1. OpenAI has no durable moat and no clearly defined target segment. It is the most exposed to competitive erosion, I say this because Google and its AI products are well embedded into an android consumer products ecosystem (even Apple has partnered with Alphabet for Siri) while Anthropic is shining out to become the leading enterprise AI architecture provider. Its collapse when it comes, will create second-order damage for any investor, partner, or counterparty with receivables or capital exposure.

2. Anthropic (Claude) appears well positioned to serve large corporates with strong internal cash flows. Token-based pricing structurally favors providers with deep enterprise distribution. The key caveat, however, is that even large firms such as Uber and Microsoft are beginning to demonstrate greater cost discipline around AI spend, which may ultimately weigh on valuation multiples.


3. Grok and Meta AI remain product add-ons. They benefit from platform distribution; it will become increasingly difficult to project economic value gains that will justify the capex.

4. Apple appears to be taking a patient approach. If segments of the AI infrastructure stack were to face overcapacity and pricing pressure, there could be opportunities for well-capitalized players to acquire assets at discounted valuations, similar in spirit to how buyers capitalized on excess capacity following the dot-com bubble.

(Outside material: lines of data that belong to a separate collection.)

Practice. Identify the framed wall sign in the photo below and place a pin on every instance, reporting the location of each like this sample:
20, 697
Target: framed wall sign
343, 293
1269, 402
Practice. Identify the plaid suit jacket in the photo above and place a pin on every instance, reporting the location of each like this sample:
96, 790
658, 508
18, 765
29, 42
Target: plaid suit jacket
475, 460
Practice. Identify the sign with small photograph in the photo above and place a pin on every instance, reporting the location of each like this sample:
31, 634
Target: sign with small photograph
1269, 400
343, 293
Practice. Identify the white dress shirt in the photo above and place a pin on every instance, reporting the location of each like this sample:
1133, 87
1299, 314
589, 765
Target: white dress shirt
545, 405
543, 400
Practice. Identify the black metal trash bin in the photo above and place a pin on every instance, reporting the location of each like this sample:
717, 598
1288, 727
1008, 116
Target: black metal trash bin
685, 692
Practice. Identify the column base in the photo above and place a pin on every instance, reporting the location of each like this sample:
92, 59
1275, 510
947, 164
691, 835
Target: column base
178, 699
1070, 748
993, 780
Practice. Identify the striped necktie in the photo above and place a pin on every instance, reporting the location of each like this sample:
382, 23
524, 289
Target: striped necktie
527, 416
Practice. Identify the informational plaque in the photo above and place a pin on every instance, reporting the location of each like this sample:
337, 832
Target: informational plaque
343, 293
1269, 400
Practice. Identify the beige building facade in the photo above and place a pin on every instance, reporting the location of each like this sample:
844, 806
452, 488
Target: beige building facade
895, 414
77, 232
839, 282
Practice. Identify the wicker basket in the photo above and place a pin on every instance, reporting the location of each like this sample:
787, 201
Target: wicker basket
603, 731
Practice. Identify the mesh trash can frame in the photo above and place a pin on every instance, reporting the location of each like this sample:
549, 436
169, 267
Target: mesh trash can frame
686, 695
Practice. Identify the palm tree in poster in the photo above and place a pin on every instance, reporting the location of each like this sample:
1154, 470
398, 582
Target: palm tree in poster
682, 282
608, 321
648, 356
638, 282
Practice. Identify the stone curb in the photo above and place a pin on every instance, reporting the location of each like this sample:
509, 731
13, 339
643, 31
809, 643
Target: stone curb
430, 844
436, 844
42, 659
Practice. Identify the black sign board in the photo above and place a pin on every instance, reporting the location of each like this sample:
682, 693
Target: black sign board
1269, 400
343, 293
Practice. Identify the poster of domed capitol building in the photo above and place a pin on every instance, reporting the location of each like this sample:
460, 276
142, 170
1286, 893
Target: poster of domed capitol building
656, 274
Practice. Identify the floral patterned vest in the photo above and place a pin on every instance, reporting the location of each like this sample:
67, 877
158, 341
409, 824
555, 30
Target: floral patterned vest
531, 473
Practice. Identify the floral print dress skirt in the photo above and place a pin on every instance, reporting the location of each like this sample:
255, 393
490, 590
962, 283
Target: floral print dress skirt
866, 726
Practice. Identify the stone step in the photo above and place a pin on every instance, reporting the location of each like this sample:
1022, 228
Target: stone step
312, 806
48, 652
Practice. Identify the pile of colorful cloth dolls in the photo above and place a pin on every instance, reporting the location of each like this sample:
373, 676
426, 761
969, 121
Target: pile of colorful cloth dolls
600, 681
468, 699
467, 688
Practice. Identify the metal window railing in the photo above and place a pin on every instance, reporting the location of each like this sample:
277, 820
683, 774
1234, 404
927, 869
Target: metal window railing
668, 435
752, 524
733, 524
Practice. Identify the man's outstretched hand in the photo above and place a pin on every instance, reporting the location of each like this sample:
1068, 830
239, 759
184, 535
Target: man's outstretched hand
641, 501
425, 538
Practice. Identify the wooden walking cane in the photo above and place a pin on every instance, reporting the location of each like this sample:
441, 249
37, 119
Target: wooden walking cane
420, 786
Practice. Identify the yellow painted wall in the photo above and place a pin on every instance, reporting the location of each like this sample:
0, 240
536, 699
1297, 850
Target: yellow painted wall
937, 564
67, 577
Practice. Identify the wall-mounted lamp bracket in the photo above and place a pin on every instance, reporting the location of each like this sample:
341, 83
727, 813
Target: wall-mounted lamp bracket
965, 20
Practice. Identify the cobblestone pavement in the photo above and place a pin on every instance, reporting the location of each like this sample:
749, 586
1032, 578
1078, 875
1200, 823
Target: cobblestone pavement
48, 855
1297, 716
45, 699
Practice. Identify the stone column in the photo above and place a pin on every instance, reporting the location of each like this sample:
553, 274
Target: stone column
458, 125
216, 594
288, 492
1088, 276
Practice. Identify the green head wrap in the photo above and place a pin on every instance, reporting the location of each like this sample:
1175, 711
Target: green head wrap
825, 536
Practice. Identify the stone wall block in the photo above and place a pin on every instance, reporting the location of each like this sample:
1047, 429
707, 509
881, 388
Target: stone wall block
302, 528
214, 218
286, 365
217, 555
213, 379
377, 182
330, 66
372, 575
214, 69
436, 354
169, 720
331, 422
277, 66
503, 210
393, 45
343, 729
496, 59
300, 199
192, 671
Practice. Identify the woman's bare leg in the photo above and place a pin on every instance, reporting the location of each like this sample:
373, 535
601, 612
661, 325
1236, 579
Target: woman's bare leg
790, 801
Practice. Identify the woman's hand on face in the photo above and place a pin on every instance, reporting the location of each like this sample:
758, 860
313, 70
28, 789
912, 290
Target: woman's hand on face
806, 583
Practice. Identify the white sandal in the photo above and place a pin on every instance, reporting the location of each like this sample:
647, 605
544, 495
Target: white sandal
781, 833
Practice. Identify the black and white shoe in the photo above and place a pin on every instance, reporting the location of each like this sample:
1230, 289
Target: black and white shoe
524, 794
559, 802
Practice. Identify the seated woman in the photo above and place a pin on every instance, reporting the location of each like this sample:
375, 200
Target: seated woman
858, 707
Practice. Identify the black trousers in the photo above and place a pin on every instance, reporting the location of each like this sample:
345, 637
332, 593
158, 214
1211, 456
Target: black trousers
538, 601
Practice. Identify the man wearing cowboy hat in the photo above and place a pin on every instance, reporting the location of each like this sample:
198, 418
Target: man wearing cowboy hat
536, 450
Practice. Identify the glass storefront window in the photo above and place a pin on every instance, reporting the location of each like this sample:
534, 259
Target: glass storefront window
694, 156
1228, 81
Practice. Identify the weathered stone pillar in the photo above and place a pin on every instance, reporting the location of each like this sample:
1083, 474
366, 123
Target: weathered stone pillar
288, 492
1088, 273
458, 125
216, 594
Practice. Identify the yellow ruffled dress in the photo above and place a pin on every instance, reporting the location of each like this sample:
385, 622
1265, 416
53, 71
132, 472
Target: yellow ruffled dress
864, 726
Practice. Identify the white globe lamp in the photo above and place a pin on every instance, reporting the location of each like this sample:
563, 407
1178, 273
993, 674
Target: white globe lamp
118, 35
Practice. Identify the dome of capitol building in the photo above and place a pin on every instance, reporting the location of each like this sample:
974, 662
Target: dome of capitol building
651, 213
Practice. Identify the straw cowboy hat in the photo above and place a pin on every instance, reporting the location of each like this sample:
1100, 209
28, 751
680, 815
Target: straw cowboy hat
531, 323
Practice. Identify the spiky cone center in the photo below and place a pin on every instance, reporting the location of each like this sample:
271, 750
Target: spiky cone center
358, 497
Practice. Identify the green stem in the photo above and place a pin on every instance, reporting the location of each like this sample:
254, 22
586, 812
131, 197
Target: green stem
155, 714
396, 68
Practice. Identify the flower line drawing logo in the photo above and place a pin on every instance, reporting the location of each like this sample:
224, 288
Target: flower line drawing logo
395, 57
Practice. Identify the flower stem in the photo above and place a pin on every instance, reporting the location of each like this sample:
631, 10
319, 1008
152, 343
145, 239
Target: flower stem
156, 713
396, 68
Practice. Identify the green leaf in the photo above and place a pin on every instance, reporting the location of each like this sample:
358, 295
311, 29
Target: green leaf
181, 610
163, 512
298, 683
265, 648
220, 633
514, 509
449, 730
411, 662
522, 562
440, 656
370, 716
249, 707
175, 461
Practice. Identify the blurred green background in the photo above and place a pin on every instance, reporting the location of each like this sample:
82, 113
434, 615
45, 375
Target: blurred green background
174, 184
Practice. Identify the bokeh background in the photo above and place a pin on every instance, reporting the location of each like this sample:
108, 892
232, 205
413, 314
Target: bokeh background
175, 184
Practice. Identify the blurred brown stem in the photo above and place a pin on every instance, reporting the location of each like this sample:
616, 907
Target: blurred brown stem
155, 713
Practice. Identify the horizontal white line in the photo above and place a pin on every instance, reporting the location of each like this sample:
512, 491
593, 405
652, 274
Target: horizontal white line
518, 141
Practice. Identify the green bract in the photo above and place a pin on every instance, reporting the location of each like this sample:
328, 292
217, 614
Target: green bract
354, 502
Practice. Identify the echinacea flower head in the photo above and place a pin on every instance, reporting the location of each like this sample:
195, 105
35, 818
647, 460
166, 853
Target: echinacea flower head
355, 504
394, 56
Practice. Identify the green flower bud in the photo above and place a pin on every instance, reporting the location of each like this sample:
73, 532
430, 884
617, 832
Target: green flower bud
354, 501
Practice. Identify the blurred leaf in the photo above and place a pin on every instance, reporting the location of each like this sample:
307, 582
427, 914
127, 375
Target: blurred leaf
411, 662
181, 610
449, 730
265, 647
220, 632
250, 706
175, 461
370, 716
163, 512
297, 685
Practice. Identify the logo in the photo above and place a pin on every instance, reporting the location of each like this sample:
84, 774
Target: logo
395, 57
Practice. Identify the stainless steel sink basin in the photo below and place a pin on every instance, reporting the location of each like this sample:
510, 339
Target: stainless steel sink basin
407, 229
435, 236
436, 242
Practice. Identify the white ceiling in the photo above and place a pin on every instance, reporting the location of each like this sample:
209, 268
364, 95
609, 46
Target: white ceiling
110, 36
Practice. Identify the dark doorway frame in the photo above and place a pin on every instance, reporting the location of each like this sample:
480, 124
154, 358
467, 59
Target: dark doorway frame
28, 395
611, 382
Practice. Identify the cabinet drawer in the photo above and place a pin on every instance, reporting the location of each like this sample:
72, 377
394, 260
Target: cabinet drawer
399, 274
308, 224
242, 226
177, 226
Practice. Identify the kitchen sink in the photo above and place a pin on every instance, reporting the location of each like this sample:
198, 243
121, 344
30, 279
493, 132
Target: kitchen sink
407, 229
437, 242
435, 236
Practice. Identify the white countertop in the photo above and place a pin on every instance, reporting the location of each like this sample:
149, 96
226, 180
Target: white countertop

5. Data centre energy costs are a risk. Jurisdictions are increasingly resistant to hosting large data centre infrastructure. Utilities understand their pricing power. The cost base for AI inference is not static.

VII. The Jevons Paradox and Chess

The Jevons Paradox states that when technological progress increases the efficiency with which a resource is used, total consumption of that resource tends to rise rather than fall. Applied to AI: cheaper, more capable intelligence tools will not reduce the aggregate demand for intelligence-intensive work.

My variant of this thesis is that the paradox will manifest as a salary premium for a smaller pool of elite knowledge workers. A sharper bifurcation. The best will earn more. The median will face displacement.

The closest historical analogy I can find is what computers did to chess. When computational engines became widely available as training tools, the standard of human play did not decline it exploded. A generation of players who trained with engines achieved capabilities that prior generations could not have imagined. The tool did not replace the player. It created a new class of player who used the tool to transcend previous limits.

AI will likely do the same for white-collar knowledge work but only for those who will not outsource their critical thinking to AI.


Closing Thoughts

The bull case for AI is not dead, but it is conditional. It requires research breakthroughs that address the scaling ceiling, the data wall, and the feedback degradation problem. It requires a commercial restructuring that produces sustainable unit economics, and it requires users who treat these tools as force multipliers for their own cognition, not substitutes for it.